The small, closely-held corporation is in many ways a conceptual hybrid.  It has many attributes in common with large, publicly traded corporations, such as legal “personhood,” independent life and limited liability for its shareholders.  On the other hand, the small closely-held corporation also has many attributes in common with partnerships, such as limited transferability of shares, possible obligations to provide services to the company or employment to a shareholder, and possible requirements to invest more in the company.  Additionally, the shareholders in a close corporation usually know each other and work together.  This introduces the personal element.

In a large publicly-traded company, majority rules.  The shareholders elect directors who appoint officers and engage managers to run the company.  A shareholder who holds a controlling interest can pretty much dictate how the company is run.  If a non-controlling shareholder doesn’t like it, or believes that the return on his investment is inadequate, or wants to make some kind of political statement, he is free to sell his shares on the open market and invest somewhere else.

For the unhappy minority shareholder in a closely-held corporation, however, the options are limited.  His shares are not readily transferable, either because there is a shareholders agreement which places restrictions on transfers, or there is simply no market for the shares, or both.  He may be unhappy because he does not agree with  decisions taken by the majority pertaining to  employment, distributions, business opportunities, a merger or acquisition, purchase of sale of company assets, or the general running of the company.  Without some kind of protection, he is at the mercy of the majority who may engage in actions which unfairly deprive him of the benefit of his investment, terminate his employment and make his life miserable.

In New Jersey, both the legislative and judicial branches have stepped in to protect oppressed minority shareholders.  Judge-made law has developed through precedents over time to articulate a fundamental principle – that controlling shareholders in a close corporation have a fiduciary duty to minority shareholders.  The fiduciary standard is a very high one – it is sometimes described as requiring that the fiduciary use the same care and attention in protecting the other party as he uses to protect and care for his own interests.  Judges use this principle, as well as others, to require that majorities treat minority holders fairly.

The New Jersey Business Corporation Act (BCA) also provides for protection of minority shareholders in a close corporation, which it defines as one having 25 or fewer shareholders.  The statute and its remedies come into play when there is a shareholder or director deadlock which renders the company unable to function, or when the controlling shareholders have acted fraudulently or illegally, mismanaged the company, abused their authority or acted oppressively or unfairly toward minority shareholders.  Needless to say, reasonable people may differ as to what is oppressive or unfair. In applying and interpreting the statute, courts refer to principles, including the fiduciary standard, as they have been developed in case law.  Part of the analysis is consideration of the expectations of the parties when they set up in business together.

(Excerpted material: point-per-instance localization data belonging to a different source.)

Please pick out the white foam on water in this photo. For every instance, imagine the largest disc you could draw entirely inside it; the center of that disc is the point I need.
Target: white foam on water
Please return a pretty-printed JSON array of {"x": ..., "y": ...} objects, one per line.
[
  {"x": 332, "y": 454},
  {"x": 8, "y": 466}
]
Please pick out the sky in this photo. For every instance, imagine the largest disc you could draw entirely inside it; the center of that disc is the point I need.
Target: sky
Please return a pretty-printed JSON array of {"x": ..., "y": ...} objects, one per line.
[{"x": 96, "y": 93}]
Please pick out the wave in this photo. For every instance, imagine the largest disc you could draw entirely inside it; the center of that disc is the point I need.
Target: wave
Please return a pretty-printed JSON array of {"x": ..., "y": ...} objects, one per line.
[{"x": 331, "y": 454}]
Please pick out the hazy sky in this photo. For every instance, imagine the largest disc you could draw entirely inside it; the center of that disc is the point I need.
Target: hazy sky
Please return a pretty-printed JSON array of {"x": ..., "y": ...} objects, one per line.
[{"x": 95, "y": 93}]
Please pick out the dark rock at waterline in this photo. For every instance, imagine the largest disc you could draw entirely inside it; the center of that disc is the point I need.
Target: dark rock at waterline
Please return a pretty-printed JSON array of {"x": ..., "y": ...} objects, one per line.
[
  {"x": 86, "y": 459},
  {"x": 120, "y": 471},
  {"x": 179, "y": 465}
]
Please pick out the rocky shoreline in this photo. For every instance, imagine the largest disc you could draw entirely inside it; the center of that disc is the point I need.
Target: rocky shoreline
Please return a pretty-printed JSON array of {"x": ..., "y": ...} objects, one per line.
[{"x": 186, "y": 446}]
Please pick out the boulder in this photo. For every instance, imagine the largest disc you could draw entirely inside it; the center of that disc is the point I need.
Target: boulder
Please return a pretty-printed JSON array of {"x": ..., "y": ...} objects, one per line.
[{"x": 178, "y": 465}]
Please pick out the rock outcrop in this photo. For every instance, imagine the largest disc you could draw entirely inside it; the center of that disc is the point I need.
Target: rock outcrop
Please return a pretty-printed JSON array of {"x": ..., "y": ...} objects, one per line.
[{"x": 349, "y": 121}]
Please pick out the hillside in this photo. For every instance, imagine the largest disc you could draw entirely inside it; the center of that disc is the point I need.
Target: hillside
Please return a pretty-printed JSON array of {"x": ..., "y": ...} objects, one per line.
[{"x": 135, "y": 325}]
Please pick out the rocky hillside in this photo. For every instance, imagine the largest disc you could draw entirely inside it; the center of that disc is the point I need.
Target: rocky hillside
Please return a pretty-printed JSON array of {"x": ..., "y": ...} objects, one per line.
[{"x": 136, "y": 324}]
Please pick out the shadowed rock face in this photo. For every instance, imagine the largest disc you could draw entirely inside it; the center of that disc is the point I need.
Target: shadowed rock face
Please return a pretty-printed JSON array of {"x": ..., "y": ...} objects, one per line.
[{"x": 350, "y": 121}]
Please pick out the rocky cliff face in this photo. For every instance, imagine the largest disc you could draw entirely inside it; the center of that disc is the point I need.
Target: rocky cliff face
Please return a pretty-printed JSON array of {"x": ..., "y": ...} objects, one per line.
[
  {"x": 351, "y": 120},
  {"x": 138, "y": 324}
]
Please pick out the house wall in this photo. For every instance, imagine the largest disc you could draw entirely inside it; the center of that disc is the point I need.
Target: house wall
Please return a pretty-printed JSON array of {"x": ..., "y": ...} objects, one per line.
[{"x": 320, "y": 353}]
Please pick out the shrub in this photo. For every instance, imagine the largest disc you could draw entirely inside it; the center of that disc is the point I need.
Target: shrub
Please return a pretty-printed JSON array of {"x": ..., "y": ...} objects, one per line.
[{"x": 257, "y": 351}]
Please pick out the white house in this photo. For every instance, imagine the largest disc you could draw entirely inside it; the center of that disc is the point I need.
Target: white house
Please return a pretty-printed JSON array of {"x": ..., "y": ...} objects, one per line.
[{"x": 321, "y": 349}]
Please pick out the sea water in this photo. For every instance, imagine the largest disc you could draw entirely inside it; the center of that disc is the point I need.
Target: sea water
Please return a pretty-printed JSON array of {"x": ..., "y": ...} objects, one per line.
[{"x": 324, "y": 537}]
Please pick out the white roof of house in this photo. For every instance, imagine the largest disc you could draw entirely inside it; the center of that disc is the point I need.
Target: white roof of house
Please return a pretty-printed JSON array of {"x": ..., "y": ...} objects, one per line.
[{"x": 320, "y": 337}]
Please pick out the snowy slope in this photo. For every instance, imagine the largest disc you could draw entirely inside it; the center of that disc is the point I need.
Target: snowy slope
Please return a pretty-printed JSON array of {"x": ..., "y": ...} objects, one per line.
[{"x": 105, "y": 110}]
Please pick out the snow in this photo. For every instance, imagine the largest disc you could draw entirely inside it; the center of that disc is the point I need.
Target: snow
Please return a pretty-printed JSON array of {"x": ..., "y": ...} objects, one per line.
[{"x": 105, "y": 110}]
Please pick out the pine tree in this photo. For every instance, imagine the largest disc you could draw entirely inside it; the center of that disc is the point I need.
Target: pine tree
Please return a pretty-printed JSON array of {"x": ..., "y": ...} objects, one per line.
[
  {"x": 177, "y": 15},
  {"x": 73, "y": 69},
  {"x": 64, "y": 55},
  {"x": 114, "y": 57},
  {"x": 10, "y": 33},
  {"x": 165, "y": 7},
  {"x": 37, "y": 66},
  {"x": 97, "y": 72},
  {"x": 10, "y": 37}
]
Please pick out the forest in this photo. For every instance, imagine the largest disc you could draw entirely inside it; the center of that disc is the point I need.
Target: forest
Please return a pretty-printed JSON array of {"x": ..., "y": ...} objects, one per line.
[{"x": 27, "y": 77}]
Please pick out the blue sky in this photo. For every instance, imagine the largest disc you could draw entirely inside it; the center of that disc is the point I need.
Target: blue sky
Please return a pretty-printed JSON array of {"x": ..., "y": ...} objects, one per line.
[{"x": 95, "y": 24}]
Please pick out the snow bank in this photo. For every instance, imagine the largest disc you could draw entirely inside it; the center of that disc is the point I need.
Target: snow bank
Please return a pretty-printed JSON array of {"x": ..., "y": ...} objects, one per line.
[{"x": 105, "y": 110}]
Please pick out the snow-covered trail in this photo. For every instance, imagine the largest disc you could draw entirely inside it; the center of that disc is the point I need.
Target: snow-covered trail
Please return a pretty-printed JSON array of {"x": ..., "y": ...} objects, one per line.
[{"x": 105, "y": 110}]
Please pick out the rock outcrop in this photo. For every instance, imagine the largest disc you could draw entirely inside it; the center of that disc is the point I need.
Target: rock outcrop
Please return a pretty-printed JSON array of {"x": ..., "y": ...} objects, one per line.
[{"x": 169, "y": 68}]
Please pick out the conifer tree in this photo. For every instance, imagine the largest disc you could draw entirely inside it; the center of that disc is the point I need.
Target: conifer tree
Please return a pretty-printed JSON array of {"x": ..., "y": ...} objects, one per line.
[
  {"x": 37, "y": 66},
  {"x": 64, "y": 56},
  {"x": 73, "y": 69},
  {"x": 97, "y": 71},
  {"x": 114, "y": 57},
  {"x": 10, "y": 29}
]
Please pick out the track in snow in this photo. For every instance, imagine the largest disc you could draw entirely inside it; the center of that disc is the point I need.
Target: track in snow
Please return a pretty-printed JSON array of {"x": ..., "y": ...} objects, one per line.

It is important to note that every disagreement among shareholders does not amount to deadlock, let alone abuse or oppression.  The actions of those running the company are entitled to some degree of deference under the “business judgment rule,” which may permit the majority to make decisions in the best interest of the company as a whole, even if a minority shareholder is disadvantaged.  Again, this requires judicial interpretation.

Both the BCA and traditional common law provide remedies in the event of deadlock or oppression.  Under the BCA, a court may order the dissolution of the company, the appointment of a director or custodian, or the buying or selling of shares among shareholders.  Under traditional fairness principles, the court may also fashion a remedy based the particular circumstances of the case, even if the BCA does not specifically authorize it.

It’s impossible for people going into business together to avoid all possibility of deadlock or oppression – nobody can predict the future.  A well-drafted shareholders agreement, however, can go a long way toward reducing the chances of a distracting, costly and potentially destructive battle among shareholders.

DISCLAIMER –  This article is for general information only and is not intended to provide legal advice or to address specific legal problems.  This article does not create an attorney-client relationship.  For legal advice concerning business arrangements and all other legal matters, consult an attorney.